In the second part of the ballad, Bessee and the knight have a huge wedding, and all the noble people are invited. At the wedding, the beggar comes out dressed in fine clothes and playing the lute. The noblemen at the wedding recognize a noble pedigree in his face, and ask the beggar to tell them his story. He agrees by playing one more song. His name is Monfort, and he lost his eyes fighting in France for King Henry III. A woman saved him from dying on the battlefield, and they moved to Bednal-Green and became beggars. Everybody pronounces that Bessee comes from a good pedigree, and they celebrate her marriage to the knight.

== Historical and cultural significance ==
A version of the ballad, called The Blind Beggar's Daughter of Bednal-Green was included in Bishop Thomas Percy's Reliques of Ancient English Poetry, published in 1765. This version of the ballad has a slightly different ending, in which the identity of the beggar is made more explicit. According to Joseph Scott Moore, Percy substituted this ending for the "vulgar" ending in order to reconcile the ballad with "true history." In Percy's version, the beggar tells us that he is Henry de Montfort, son of Simon de Montfort, 6th Earl of Leicester, who was killed in the Battle of Evesham. According to history, Henry was also killed at the Battle of Evesham, but according to the ballad he only lost his eyesight and was saved by a woman who became Bessee's mother. According to Percy's version, the two donned beggars' clothing and moved to England in order to hide from Henry's enemies, who would think he was dead. Moore also argues that alternate versions of the ballad refer to the "Queen's Arms" instead of the "King's Arms," suggesting that it was written in the time of Queen Elizabeth.

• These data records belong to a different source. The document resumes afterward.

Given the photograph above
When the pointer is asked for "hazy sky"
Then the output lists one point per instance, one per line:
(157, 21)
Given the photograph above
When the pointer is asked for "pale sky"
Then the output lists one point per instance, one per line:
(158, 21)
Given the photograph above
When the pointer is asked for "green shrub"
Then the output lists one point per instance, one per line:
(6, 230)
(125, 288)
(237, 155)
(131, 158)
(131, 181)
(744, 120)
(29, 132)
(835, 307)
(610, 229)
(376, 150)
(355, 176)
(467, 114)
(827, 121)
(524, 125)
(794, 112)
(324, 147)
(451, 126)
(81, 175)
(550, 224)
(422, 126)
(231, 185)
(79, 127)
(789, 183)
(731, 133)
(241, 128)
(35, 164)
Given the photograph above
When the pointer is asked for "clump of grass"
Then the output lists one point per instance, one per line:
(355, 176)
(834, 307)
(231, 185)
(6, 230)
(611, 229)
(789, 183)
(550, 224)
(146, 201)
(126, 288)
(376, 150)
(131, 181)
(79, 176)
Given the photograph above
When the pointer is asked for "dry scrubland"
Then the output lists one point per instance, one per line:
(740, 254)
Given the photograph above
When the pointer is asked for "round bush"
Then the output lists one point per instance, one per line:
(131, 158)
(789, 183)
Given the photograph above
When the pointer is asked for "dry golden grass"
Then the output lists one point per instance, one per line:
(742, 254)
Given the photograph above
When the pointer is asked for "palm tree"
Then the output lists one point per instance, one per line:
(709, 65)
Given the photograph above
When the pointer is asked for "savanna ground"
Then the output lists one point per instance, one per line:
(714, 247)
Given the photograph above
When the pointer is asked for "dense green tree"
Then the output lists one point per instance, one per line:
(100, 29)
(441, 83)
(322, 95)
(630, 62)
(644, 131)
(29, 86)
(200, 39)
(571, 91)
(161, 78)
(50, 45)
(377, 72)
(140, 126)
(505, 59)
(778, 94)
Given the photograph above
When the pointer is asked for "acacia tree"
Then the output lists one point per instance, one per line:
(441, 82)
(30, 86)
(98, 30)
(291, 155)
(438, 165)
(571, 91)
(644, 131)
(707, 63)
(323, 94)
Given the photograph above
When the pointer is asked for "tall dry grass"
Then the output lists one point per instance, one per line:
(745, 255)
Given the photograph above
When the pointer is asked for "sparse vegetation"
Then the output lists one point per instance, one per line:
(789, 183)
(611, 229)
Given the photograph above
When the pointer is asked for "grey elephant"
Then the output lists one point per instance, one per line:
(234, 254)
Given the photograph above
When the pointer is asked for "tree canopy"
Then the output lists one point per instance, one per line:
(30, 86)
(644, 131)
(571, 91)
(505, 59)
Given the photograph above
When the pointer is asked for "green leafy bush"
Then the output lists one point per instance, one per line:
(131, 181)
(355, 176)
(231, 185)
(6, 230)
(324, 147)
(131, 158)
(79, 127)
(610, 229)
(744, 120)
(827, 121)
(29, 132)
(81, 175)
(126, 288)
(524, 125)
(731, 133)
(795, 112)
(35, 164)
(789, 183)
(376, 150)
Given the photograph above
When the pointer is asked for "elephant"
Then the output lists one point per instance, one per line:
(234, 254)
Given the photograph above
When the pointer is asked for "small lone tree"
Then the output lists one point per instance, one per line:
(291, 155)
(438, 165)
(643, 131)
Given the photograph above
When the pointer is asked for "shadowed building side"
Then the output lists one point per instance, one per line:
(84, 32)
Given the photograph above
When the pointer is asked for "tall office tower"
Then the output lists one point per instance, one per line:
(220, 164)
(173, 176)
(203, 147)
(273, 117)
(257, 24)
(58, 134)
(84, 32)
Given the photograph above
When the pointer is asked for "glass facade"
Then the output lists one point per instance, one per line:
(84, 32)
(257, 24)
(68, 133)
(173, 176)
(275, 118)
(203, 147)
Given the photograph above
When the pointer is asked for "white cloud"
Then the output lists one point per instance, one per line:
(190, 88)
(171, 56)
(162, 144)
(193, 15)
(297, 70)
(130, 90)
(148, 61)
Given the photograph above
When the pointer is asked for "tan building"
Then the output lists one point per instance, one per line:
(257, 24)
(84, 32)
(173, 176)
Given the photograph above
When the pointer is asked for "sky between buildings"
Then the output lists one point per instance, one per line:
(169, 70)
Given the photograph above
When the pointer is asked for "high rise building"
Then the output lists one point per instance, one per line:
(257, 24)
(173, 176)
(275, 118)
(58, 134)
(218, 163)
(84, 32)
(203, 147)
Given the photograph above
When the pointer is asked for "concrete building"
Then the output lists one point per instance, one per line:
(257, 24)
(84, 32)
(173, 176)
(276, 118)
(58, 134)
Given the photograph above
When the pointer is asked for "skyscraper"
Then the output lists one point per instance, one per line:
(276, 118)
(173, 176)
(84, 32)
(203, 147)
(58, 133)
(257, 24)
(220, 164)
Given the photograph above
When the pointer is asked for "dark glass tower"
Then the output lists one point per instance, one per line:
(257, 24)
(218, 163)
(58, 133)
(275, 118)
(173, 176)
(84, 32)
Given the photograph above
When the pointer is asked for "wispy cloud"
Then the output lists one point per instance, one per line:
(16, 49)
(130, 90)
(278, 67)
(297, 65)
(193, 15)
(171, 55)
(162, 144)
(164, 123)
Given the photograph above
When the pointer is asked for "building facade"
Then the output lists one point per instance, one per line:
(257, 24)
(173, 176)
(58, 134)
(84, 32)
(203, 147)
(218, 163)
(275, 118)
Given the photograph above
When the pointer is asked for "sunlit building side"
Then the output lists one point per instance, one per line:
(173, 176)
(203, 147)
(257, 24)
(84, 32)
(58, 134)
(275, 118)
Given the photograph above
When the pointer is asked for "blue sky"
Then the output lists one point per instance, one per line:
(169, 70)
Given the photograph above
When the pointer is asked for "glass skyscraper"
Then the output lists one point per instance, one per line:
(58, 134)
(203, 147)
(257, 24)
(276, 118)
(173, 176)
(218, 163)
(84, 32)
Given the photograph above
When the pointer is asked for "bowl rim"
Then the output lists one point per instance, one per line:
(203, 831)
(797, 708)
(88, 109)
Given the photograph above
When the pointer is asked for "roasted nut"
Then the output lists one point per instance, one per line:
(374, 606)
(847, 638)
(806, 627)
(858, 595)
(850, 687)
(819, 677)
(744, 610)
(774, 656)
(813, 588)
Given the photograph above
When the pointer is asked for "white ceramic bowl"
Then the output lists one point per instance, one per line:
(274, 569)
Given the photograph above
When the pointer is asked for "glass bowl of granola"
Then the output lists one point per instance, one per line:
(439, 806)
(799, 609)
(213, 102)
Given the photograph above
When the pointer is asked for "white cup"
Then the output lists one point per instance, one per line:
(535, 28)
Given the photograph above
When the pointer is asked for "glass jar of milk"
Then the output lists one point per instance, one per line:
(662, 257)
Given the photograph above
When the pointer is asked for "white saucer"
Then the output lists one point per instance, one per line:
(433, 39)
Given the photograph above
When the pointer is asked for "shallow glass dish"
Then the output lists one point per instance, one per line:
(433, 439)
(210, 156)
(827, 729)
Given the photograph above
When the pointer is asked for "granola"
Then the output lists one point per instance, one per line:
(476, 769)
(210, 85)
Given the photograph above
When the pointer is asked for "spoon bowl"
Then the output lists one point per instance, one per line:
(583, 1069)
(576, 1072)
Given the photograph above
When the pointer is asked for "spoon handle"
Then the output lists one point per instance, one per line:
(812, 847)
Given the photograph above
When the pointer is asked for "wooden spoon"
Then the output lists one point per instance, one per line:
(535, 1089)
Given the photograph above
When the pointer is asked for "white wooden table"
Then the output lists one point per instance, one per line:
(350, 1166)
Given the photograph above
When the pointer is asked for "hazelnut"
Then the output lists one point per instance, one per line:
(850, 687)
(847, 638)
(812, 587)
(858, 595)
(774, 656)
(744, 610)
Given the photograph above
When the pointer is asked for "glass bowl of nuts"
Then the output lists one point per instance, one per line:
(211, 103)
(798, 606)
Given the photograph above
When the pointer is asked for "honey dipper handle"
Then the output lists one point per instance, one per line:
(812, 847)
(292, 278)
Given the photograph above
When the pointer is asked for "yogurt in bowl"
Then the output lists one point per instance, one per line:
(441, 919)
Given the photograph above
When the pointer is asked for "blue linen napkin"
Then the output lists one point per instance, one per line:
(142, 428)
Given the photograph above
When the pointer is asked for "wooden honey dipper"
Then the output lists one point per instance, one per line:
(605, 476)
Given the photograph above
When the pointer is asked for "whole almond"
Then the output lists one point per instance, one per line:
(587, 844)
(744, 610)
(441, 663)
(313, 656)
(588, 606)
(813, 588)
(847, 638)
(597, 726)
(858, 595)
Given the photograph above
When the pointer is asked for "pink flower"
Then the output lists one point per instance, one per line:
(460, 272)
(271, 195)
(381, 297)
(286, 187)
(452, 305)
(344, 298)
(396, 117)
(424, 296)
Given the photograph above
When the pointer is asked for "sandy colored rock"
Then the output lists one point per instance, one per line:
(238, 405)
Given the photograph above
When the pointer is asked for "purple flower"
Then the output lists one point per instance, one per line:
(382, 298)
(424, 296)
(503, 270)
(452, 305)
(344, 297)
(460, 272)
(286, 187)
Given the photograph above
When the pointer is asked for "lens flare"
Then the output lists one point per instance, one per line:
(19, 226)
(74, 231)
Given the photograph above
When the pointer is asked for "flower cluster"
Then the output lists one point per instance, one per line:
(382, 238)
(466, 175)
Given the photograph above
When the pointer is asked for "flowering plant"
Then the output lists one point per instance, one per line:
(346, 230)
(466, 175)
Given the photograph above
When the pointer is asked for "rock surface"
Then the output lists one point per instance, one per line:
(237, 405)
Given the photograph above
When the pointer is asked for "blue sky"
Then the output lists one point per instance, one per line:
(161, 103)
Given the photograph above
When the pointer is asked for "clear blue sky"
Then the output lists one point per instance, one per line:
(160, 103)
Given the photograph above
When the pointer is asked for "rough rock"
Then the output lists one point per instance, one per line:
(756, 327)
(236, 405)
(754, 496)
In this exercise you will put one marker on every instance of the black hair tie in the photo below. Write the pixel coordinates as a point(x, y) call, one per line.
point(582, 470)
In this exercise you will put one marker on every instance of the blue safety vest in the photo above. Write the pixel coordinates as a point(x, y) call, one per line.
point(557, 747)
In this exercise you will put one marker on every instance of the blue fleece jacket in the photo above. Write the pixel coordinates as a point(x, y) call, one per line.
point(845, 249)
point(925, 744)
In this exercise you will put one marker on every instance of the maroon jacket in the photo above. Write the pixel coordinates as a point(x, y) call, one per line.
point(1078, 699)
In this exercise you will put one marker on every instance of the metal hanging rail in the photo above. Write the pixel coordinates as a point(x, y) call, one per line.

Ambrose Philips and Richard Whittington include it in their Collection of Old Ballads, but don't include it as a "historical" ballad because they can't find evidence of any truth in it. They speculate that Montfort was not included in lists of the slain, and that the writer exercised poetic license by creating a fictional story in which Henry survives the battle. They also cite controversy over the identity of Montfort, and whether he served under Henry II or Henry III, suggesting that great men of that name served under both kings. They cite another Montfort who "challenged and overcame" the king's standard-bearer, Henry of Essex, after he was charged with treason for throwing down the royal standard during a battle with Wales.

=== Theatre ===
The story is the source of the 17th-century play, The Blind Beggar of Bednal-Green, with the Merry Humour of Tom Strowd the Norfolk Yeoman, originally published in 1659 by John Day after being performed many times.

The story is also the source of the 16th-century play Faire Em (c. 1590).

=== The Blind Beggar in other areas ===
It gave its name to an English pub, The Blind Beggar, in 1894.

In 1900, the Metropolitan Borough of Bethnal Green adopted a scene from the ballad to be depicted in their official arms. A depiction of the blind beggar has been depicted on the head of the beadle's staff since 1690.